- Episode no.: Series 1 Episode 1
- Directed by: Sam Donovan
- Written by: Jonathan Brackley and Sam Vincent
- Original air date: 14 June 2015
- Running time: 46 minutes

Episode chronology
| ← Previous — | Next → "Episode 2" |

= Episode 1 (Humans series 1) =

"Episode 1" is the first episode of the first series of Humans, a show based on Real Humans and co-produced by Channel 4 and AMC. It originally aired in the UK on 14 June 2015 and in the US on 28 June 2015. In this episode, Joe buys a "synth" (synthetic human) for his family, to his wife's horror. Meanwhile, George cannot bear to abandon his outdated synth Odi. The episode was watched live by 5.47 million people in the UK and 1.73 million people in the US. It received mostly positive reviews.

==Plot==
Joe Hawkins decides to buy an android called a synth to help take care of household responsibilities for his family, due to his wife Laura's constant work-related absences. He purchases a synth and his young daughter Sophie immediately becomes close friends with it, choosing to call it "Anita". Joe's son Toby is attracted to Anita, while Mattie, the eldest daughter, strongly dislikes it, fearing synthetic technology will soon render her education useless. Laura returns home and becomes angry at Joe for getting a synth without consulting her; she is afraid of them and becomes paranoid around Anita, especially when she continues to laugh at Joe's microchip joke.
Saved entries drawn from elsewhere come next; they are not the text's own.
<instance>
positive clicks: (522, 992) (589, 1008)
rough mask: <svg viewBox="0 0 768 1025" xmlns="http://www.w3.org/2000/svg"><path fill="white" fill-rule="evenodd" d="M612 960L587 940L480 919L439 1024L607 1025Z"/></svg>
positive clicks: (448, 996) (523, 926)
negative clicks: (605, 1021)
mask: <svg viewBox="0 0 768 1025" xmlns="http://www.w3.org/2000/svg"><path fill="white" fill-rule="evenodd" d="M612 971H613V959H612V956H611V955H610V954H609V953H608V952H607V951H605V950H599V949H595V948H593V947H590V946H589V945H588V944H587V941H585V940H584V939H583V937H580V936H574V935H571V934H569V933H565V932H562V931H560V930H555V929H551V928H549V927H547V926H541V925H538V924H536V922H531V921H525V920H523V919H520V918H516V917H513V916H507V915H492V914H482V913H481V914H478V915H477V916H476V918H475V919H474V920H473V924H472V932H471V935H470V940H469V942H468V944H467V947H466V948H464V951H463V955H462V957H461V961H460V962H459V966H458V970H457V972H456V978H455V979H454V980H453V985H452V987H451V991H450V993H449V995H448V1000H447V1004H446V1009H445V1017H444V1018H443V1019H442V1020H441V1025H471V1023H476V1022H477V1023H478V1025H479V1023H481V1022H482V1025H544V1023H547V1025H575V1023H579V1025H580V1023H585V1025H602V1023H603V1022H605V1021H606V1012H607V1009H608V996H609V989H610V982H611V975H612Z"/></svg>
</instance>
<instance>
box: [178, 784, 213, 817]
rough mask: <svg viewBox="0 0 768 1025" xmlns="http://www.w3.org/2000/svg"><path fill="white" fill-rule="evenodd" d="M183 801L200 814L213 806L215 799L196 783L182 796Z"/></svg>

At night, Laura finds Anita watching Sophie sleeping; she finds this disconcerting and firmly tells Anita that that is her job. Anita then goes outside and admires the stars, until Laura tells her to go back inside. She becomes suspicious about the android's query about the moon as well as her accidentally scalding her arm. Later, Anita watches Sophie sleeping again and is seen carrying the little girl out of the house and kissing her head into the night. A flashback shows the synth hiding out in a forest with Leo, Max and several other characters; everyone other than Leo and Max are captured and taken to London. One of their contacts in London, a synth, is taken in by Hobb for investigation.

Leo tracks down one of the synths, a female synth called Niska now forced to work as a prostitute in a brothel. Leo advises her that he is planning to rescue her and the other synths that were captured. This inspires Niska to plan an escape from the brothel.

Meanwhile, George's synth Odi malfunctions in a supermarket and injures a woman. DS Drummond comes to investigate and orders George to recycle Odi, as he is expirable, and glitchable. George is shown in his home talking to Odi, who recalls memories that George has been unable to since his stroke. He does not recycle him, even when a new synth called Vera arrives to take care of him. George dislikes Vera and resents her controlling nature.

==Reception==
===Ratings===
On 14 June 2015 in the UK, the episode garnered 5.465 million viewers on Channel 4 and 0.655 million viewers on its timeshift service. It was the highest-rated show on the channel that week. A total of 6.814 million viewers watched the show including recorded views. In the US, the episode aired on 28 June 2015 and received 1.73 million live viewers. Three days later, 2.5 million viewers in total had watched the episode.

===Reviews===
Brandon Nowalk of The A.V. Club gave the episode a B, describing most of the adaptation changes from Real Humans as "inexplicable" and the final scene as "a plea to please keep watching". Neil Midgley of Forbes said that the episode didn't "[reach] Blade Runner standards of greatness", but "offered a pretty good start". Midgley described it as "rather beautifully put together too", although he commented, "Humans wasn't perfect. Some of the dialogue needed declunking and, for me, the incidental music was a bit too obviously futuristic-spooky-woo-woo."

Morgan Jeffery of Digital Spy said that the pilot was a "remarkable success", praising the "comprehensively brilliant" cast and "plausible" world created by the writers. Matt Fowler of IGN rated the episode 7.6 out of 10, calling it "a good start" but noting that the show was "rushing into the A.I. territory at the expense of some of the excellent subtleties featured in the other stories". Neela Debnath of Express complimented the "convincingly creepy" acting, described the episode as a "less bleak" version of Black Mirror and said the series was "likely to do very well."